I will try to make a guitar neck out of 70x35x100 mm piece of 7075-T6 aluminum.

I have 10k-30k rpm Kress milling motor installed on DIY MDF CNC machine with keling 425 oz-in steppers. Max feed rate that I can achieve is 600mm/min.

Machine is not very rigid in my opinion. I tried to cut 2mm thick aluminium in one pass and got it running in one direction 250mm/min @ 10k rpm with 6mm single flute endmil, spraying WD40 over the endmill every minute or so. I got into 'standard' aluminium chip gumming problems, but the real problem was cutting in the opposite direction, where machine started jerking until I reduced the feed rate. At certain point i had to reduce the feed rate down to 10mm/minute for the back-x and back-y direction. Once x direction changed again I could increase the feed rate to 250mm/min again. That tells me that I (probably) havent destroyed the endmill, but maybe have problem with fastening the milling motor tight enough...

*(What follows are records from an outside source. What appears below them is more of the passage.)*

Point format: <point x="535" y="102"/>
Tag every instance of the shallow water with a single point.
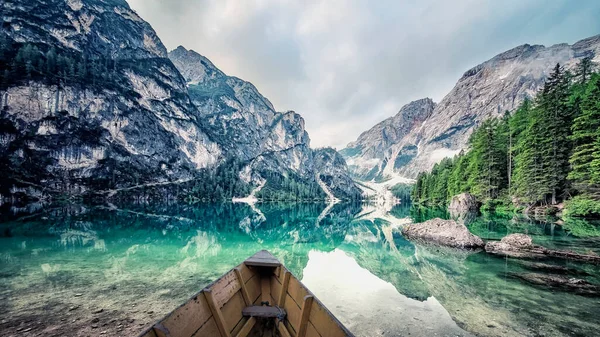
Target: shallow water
<point x="113" y="270"/>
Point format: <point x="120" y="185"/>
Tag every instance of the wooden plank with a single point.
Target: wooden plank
<point x="232" y="312"/>
<point x="224" y="288"/>
<point x="208" y="329"/>
<point x="247" y="327"/>
<point x="274" y="289"/>
<point x="187" y="319"/>
<point x="324" y="322"/>
<point x="278" y="273"/>
<point x="238" y="327"/>
<point x="283" y="331"/>
<point x="311" y="331"/>
<point x="247" y="273"/>
<point x="297" y="291"/>
<point x="149" y="333"/>
<point x="238" y="272"/>
<point x="262" y="259"/>
<point x="306" y="308"/>
<point x="263" y="311"/>
<point x="265" y="289"/>
<point x="253" y="286"/>
<point x="283" y="290"/>
<point x="293" y="313"/>
<point x="218" y="316"/>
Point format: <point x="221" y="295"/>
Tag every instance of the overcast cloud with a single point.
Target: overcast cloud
<point x="345" y="65"/>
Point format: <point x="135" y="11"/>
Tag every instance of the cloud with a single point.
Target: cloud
<point x="345" y="65"/>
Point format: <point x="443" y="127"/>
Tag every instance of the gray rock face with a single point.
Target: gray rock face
<point x="247" y="126"/>
<point x="483" y="92"/>
<point x="369" y="155"/>
<point x="443" y="232"/>
<point x="160" y="123"/>
<point x="521" y="246"/>
<point x="77" y="138"/>
<point x="332" y="170"/>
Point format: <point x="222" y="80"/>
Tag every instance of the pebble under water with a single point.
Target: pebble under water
<point x="113" y="271"/>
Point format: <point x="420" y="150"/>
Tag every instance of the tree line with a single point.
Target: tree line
<point x="546" y="152"/>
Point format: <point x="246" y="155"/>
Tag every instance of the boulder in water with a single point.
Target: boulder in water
<point x="443" y="232"/>
<point x="521" y="246"/>
<point x="464" y="203"/>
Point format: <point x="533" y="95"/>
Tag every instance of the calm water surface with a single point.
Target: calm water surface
<point x="113" y="270"/>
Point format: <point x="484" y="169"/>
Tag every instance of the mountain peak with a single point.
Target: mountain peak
<point x="194" y="67"/>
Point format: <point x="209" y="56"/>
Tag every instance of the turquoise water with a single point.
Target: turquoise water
<point x="113" y="270"/>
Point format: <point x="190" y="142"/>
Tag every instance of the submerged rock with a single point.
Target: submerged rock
<point x="575" y="285"/>
<point x="443" y="232"/>
<point x="463" y="203"/>
<point x="521" y="246"/>
<point x="551" y="268"/>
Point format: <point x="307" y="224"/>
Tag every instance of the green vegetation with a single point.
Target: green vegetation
<point x="401" y="191"/>
<point x="583" y="207"/>
<point x="547" y="151"/>
<point x="289" y="187"/>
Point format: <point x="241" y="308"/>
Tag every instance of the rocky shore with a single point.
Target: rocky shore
<point x="443" y="232"/>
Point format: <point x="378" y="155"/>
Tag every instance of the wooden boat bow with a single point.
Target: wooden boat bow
<point x="259" y="297"/>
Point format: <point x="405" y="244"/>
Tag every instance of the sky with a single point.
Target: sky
<point x="346" y="65"/>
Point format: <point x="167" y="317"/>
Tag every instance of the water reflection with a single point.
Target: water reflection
<point x="137" y="262"/>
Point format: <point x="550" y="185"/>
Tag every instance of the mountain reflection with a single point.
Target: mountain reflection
<point x="352" y="256"/>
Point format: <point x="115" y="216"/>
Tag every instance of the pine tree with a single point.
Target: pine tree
<point x="555" y="124"/>
<point x="586" y="132"/>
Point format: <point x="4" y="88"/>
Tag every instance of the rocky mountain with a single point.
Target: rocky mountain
<point x="247" y="127"/>
<point x="92" y="104"/>
<point x="368" y="156"/>
<point x="485" y="91"/>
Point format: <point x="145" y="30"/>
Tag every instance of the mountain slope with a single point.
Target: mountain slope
<point x="247" y="127"/>
<point x="101" y="106"/>
<point x="91" y="104"/>
<point x="485" y="91"/>
<point x="368" y="156"/>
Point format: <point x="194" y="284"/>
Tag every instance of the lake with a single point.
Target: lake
<point x="81" y="270"/>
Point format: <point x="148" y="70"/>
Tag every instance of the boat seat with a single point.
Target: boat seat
<point x="262" y="259"/>
<point x="259" y="311"/>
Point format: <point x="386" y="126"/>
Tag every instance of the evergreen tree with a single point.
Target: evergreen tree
<point x="586" y="132"/>
<point x="555" y="123"/>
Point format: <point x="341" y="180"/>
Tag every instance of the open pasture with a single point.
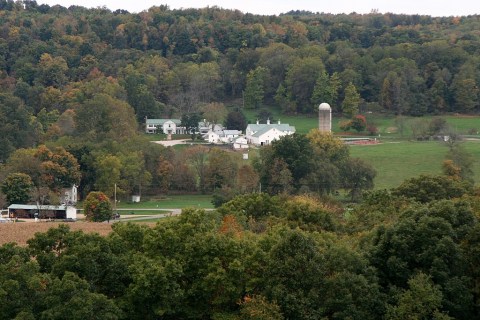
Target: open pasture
<point x="397" y="161"/>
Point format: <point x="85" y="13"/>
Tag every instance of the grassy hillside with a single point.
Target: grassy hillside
<point x="397" y="161"/>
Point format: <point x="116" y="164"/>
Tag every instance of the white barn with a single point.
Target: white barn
<point x="27" y="211"/>
<point x="166" y="126"/>
<point x="263" y="134"/>
<point x="222" y="136"/>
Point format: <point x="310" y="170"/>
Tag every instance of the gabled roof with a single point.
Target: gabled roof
<point x="35" y="207"/>
<point x="160" y="122"/>
<point x="259" y="129"/>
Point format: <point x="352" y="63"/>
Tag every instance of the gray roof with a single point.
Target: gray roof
<point x="34" y="206"/>
<point x="159" y="122"/>
<point x="259" y="129"/>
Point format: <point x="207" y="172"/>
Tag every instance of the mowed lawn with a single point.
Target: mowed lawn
<point x="398" y="161"/>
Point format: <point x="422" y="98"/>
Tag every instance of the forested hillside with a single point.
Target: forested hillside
<point x="83" y="80"/>
<point x="76" y="85"/>
<point x="394" y="257"/>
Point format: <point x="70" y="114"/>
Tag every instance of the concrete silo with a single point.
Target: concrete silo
<point x="325" y="117"/>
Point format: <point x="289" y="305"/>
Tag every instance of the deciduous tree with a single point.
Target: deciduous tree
<point x="97" y="207"/>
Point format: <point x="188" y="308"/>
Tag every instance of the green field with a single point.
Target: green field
<point x="397" y="161"/>
<point x="171" y="202"/>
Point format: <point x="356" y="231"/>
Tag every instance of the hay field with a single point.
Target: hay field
<point x="20" y="232"/>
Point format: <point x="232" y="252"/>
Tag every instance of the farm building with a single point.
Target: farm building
<point x="31" y="211"/>
<point x="263" y="134"/>
<point x="166" y="126"/>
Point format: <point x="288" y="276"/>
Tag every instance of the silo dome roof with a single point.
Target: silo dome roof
<point x="324" y="106"/>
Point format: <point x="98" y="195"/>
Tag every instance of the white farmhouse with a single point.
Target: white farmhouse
<point x="204" y="127"/>
<point x="222" y="136"/>
<point x="240" y="143"/>
<point x="167" y="126"/>
<point x="263" y="134"/>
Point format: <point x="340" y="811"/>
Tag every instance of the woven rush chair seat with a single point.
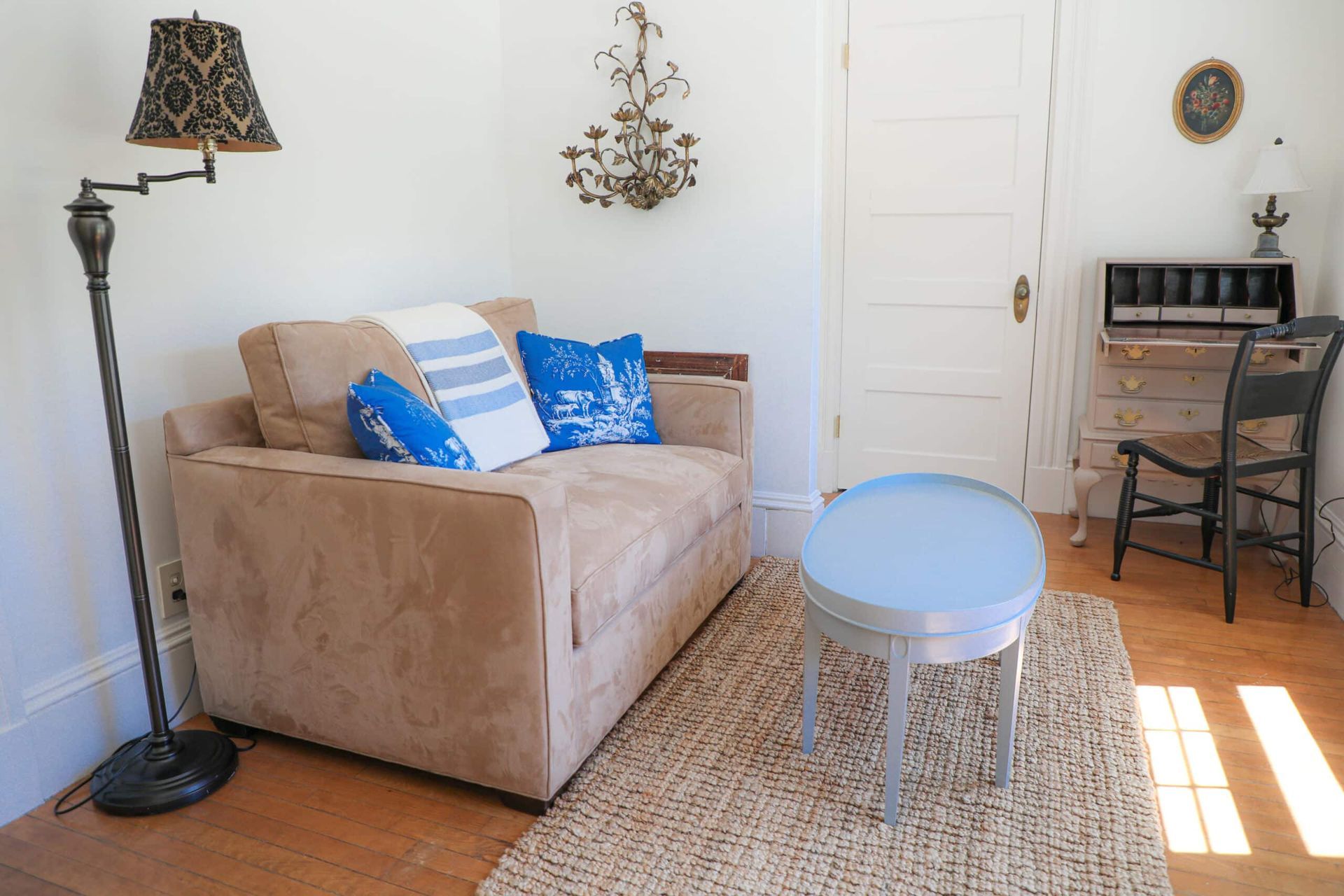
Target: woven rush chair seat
<point x="1200" y="453"/>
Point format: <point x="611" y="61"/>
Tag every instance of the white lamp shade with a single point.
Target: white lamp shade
<point x="1277" y="172"/>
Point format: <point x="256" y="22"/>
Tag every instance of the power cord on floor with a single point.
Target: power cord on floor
<point x="1291" y="575"/>
<point x="125" y="754"/>
<point x="1277" y="556"/>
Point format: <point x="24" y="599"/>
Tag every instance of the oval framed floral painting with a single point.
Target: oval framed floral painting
<point x="1208" y="101"/>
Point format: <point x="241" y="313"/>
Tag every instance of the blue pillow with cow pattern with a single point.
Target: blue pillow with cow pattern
<point x="393" y="424"/>
<point x="589" y="394"/>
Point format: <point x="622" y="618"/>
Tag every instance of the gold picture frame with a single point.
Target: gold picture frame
<point x="1208" y="101"/>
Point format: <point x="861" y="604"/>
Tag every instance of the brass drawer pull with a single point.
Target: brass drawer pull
<point x="1128" y="416"/>
<point x="1132" y="383"/>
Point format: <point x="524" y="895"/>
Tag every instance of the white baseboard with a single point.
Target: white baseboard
<point x="80" y="716"/>
<point x="101" y="668"/>
<point x="1044" y="488"/>
<point x="780" y="522"/>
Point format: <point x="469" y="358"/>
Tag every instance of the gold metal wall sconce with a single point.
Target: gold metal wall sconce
<point x="640" y="169"/>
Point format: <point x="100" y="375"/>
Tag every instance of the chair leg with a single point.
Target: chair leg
<point x="1206" y="526"/>
<point x="1307" y="526"/>
<point x="1124" y="512"/>
<point x="1228" y="548"/>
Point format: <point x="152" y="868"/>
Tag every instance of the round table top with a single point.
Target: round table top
<point x="925" y="554"/>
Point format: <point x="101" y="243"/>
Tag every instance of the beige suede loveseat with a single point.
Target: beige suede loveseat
<point x="487" y="626"/>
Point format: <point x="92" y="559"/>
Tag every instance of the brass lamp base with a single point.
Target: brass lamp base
<point x="1266" y="245"/>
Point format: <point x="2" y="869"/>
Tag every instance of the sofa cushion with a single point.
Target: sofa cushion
<point x="634" y="510"/>
<point x="300" y="372"/>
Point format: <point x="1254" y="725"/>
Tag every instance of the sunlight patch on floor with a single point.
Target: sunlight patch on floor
<point x="1310" y="790"/>
<point x="1198" y="812"/>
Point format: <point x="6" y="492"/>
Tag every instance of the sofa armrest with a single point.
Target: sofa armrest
<point x="707" y="412"/>
<point x="409" y="613"/>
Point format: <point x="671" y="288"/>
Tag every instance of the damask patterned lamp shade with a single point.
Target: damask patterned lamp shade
<point x="198" y="89"/>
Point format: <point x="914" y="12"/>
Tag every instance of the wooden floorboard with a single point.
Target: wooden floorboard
<point x="304" y="818"/>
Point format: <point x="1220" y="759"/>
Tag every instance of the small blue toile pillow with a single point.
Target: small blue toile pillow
<point x="589" y="394"/>
<point x="393" y="424"/>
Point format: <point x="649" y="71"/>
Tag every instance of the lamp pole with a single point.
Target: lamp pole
<point x="166" y="770"/>
<point x="197" y="94"/>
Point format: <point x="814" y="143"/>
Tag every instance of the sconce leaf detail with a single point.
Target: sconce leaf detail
<point x="640" y="169"/>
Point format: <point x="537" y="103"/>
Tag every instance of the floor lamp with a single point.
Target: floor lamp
<point x="198" y="94"/>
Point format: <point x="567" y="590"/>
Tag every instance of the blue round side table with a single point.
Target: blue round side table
<point x="923" y="567"/>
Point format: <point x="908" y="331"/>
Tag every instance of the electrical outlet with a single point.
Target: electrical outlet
<point x="172" y="589"/>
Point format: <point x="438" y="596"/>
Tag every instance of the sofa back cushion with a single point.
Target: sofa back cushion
<point x="300" y="372"/>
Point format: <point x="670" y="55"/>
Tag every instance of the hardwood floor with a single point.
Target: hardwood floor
<point x="300" y="818"/>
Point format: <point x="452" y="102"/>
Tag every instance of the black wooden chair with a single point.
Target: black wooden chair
<point x="1221" y="458"/>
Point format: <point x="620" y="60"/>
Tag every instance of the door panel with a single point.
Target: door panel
<point x="948" y="115"/>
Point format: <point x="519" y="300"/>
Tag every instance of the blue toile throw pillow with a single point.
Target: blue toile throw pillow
<point x="393" y="424"/>
<point x="589" y="394"/>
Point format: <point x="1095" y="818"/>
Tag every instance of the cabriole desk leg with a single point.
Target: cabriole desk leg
<point x="1085" y="477"/>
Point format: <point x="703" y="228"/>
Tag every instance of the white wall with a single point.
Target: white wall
<point x="388" y="192"/>
<point x="1147" y="191"/>
<point x="1329" y="472"/>
<point x="730" y="265"/>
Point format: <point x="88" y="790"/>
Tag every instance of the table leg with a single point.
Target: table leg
<point x="1009" y="676"/>
<point x="811" y="672"/>
<point x="898" y="690"/>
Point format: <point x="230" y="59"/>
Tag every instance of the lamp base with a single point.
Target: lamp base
<point x="190" y="767"/>
<point x="1266" y="246"/>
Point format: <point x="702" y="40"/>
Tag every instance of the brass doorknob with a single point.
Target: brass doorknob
<point x="1021" y="298"/>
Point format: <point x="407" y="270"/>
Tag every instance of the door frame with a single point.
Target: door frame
<point x="1050" y="422"/>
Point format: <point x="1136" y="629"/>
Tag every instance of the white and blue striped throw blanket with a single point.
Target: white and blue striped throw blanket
<point x="470" y="374"/>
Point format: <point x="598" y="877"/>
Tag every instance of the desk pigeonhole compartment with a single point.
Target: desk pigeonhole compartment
<point x="1203" y="286"/>
<point x="1231" y="286"/>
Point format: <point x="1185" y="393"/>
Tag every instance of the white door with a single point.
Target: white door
<point x="948" y="115"/>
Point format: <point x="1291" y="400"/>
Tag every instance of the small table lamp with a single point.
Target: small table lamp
<point x="198" y="94"/>
<point x="1276" y="172"/>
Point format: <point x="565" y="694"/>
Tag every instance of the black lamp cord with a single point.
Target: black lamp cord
<point x="125" y="754"/>
<point x="1277" y="558"/>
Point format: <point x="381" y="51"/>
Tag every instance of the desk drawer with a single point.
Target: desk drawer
<point x="1191" y="315"/>
<point x="1133" y="314"/>
<point x="1190" y="384"/>
<point x="1272" y="359"/>
<point x="1148" y="415"/>
<point x="1144" y="414"/>
<point x="1257" y="316"/>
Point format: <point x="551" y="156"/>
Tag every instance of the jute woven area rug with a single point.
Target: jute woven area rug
<point x="702" y="788"/>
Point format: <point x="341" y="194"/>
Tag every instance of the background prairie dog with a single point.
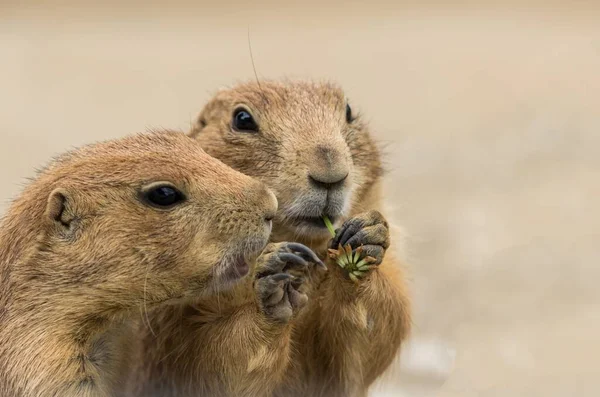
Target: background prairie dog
<point x="307" y="144"/>
<point x="107" y="231"/>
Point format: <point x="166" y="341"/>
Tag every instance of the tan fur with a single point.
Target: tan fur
<point x="81" y="253"/>
<point x="348" y="334"/>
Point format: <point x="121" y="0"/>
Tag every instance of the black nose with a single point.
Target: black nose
<point x="327" y="182"/>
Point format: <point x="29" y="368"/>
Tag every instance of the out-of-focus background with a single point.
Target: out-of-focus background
<point x="490" y="118"/>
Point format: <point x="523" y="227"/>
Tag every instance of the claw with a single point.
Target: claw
<point x="293" y="260"/>
<point x="281" y="277"/>
<point x="303" y="249"/>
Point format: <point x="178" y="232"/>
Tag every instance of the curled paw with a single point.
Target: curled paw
<point x="281" y="273"/>
<point x="360" y="244"/>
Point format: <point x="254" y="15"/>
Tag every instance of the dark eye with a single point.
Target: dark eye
<point x="243" y="121"/>
<point x="163" y="196"/>
<point x="349" y="117"/>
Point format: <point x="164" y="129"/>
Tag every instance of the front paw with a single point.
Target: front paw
<point x="281" y="273"/>
<point x="360" y="244"/>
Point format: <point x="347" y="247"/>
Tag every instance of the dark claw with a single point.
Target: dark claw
<point x="348" y="229"/>
<point x="306" y="252"/>
<point x="375" y="251"/>
<point x="369" y="236"/>
<point x="292" y="260"/>
<point x="297" y="282"/>
<point x="281" y="277"/>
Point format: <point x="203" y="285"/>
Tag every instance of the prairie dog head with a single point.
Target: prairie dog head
<point x="304" y="140"/>
<point x="150" y="217"/>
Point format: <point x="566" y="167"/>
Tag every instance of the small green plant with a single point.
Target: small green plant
<point x="355" y="263"/>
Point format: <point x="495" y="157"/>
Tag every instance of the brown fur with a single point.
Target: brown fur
<point x="80" y="253"/>
<point x="349" y="333"/>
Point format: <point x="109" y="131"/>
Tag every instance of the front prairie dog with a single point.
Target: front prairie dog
<point x="104" y="233"/>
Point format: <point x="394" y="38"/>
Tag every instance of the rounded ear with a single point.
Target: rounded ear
<point x="59" y="209"/>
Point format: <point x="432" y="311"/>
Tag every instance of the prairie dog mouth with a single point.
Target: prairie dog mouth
<point x="237" y="264"/>
<point x="312" y="221"/>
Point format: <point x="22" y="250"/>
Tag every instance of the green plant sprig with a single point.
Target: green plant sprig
<point x="355" y="263"/>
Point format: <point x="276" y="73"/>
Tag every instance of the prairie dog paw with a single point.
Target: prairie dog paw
<point x="360" y="244"/>
<point x="281" y="271"/>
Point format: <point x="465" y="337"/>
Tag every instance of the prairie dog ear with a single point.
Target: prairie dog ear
<point x="60" y="209"/>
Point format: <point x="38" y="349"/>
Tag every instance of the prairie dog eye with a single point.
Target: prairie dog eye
<point x="162" y="195"/>
<point x="349" y="117"/>
<point x="243" y="121"/>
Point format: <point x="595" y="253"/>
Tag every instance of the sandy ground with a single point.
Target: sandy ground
<point x="489" y="117"/>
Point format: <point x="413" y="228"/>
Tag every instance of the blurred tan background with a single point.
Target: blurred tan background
<point x="490" y="119"/>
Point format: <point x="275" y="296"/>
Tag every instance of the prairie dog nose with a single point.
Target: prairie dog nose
<point x="329" y="168"/>
<point x="271" y="204"/>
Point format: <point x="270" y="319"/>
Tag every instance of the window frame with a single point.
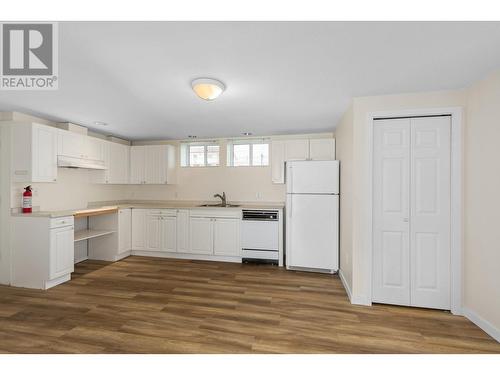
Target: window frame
<point x="250" y="142"/>
<point x="185" y="161"/>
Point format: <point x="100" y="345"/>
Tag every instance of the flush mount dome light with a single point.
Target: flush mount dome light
<point x="208" y="88"/>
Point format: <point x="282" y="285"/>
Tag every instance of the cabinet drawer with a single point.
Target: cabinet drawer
<point x="61" y="221"/>
<point x="163" y="212"/>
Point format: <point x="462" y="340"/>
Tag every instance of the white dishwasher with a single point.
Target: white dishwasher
<point x="260" y="236"/>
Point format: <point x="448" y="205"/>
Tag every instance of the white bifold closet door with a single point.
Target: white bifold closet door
<point x="411" y="212"/>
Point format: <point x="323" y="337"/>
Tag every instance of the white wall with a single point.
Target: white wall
<point x="482" y="202"/>
<point x="73" y="189"/>
<point x="344" y="153"/>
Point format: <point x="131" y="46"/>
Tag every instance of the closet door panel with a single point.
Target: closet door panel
<point x="430" y="212"/>
<point x="391" y="171"/>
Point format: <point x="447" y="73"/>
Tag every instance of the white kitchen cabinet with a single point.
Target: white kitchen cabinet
<point x="45" y="258"/>
<point x="62" y="251"/>
<point x="227" y="237"/>
<point x="117" y="161"/>
<point x="153" y="232"/>
<point x="322" y="149"/>
<point x="137" y="164"/>
<point x="71" y="144"/>
<point x="298" y="149"/>
<point x="278" y="161"/>
<point x="183" y="231"/>
<point x="124" y="230"/>
<point x="153" y="164"/>
<point x="168" y="232"/>
<point x="33" y="153"/>
<point x="139" y="229"/>
<point x="201" y="235"/>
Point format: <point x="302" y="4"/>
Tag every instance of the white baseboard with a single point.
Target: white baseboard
<point x="215" y="258"/>
<point x="482" y="323"/>
<point x="346" y="285"/>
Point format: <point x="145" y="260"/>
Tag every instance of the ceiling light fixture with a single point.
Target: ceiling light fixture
<point x="208" y="88"/>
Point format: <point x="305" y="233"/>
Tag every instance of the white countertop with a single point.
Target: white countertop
<point x="152" y="205"/>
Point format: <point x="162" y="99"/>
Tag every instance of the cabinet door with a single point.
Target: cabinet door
<point x="156" y="164"/>
<point x="168" y="233"/>
<point x="44" y="157"/>
<point x="278" y="162"/>
<point x="391" y="174"/>
<point x="183" y="231"/>
<point x="118" y="163"/>
<point x="201" y="235"/>
<point x="153" y="232"/>
<point x="297" y="149"/>
<point x="322" y="149"/>
<point x="137" y="164"/>
<point x="124" y="230"/>
<point x="62" y="252"/>
<point x="227" y="237"/>
<point x="93" y="148"/>
<point x="71" y="144"/>
<point x="138" y="229"/>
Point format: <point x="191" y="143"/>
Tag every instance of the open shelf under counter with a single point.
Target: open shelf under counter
<point x="85" y="234"/>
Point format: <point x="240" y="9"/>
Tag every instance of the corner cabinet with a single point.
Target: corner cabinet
<point x="298" y="149"/>
<point x="33" y="153"/>
<point x="152" y="164"/>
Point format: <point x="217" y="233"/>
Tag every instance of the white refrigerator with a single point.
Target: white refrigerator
<point x="312" y="216"/>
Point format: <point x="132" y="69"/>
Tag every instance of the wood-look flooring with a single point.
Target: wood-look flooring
<point x="151" y="305"/>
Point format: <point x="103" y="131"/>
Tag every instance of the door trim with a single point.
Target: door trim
<point x="456" y="114"/>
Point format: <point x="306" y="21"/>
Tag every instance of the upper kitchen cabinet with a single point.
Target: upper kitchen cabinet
<point x="117" y="161"/>
<point x="322" y="149"/>
<point x="34" y="153"/>
<point x="80" y="146"/>
<point x="153" y="164"/>
<point x="298" y="149"/>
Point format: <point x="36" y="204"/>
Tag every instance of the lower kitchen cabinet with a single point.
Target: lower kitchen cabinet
<point x="45" y="257"/>
<point x="187" y="231"/>
<point x="153" y="232"/>
<point x="201" y="235"/>
<point x="62" y="253"/>
<point x="182" y="231"/>
<point x="168" y="233"/>
<point x="124" y="230"/>
<point x="226" y="237"/>
<point x="139" y="229"/>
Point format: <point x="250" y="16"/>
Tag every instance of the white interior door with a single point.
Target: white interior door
<point x="391" y="172"/>
<point x="411" y="212"/>
<point x="430" y="212"/>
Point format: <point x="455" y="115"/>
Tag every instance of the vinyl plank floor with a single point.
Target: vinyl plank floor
<point x="152" y="305"/>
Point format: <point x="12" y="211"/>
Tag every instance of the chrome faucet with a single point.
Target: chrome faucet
<point x="222" y="197"/>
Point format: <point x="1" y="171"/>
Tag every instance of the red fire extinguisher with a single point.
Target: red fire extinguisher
<point x="27" y="197"/>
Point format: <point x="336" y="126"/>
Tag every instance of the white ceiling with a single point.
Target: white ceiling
<point x="281" y="77"/>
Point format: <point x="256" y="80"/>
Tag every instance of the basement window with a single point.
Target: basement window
<point x="247" y="153"/>
<point x="200" y="154"/>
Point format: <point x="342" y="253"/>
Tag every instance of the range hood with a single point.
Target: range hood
<point x="72" y="162"/>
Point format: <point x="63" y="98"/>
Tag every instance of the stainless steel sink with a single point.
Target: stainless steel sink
<point x="219" y="205"/>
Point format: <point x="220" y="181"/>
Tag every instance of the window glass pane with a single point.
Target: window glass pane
<point x="260" y="154"/>
<point x="241" y="155"/>
<point x="212" y="155"/>
<point x="197" y="156"/>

I will have to buy endmills for doing this new project. I was thinking about getting the fly cutter endmill to do rough cutting of straight parts, U shaped or Ball shaped endmill for shaping the oval parts (eg. back of the neck) and ?-flute endmill for cutting.

What kind of endmills would you suggest I should use in a sense of shape/size, number of flutes and the material (HSS/Carbide), and regarding to that - RPM of the milling motor and pass depth ? And are there any considerations about different endmills for roughing / finishing ?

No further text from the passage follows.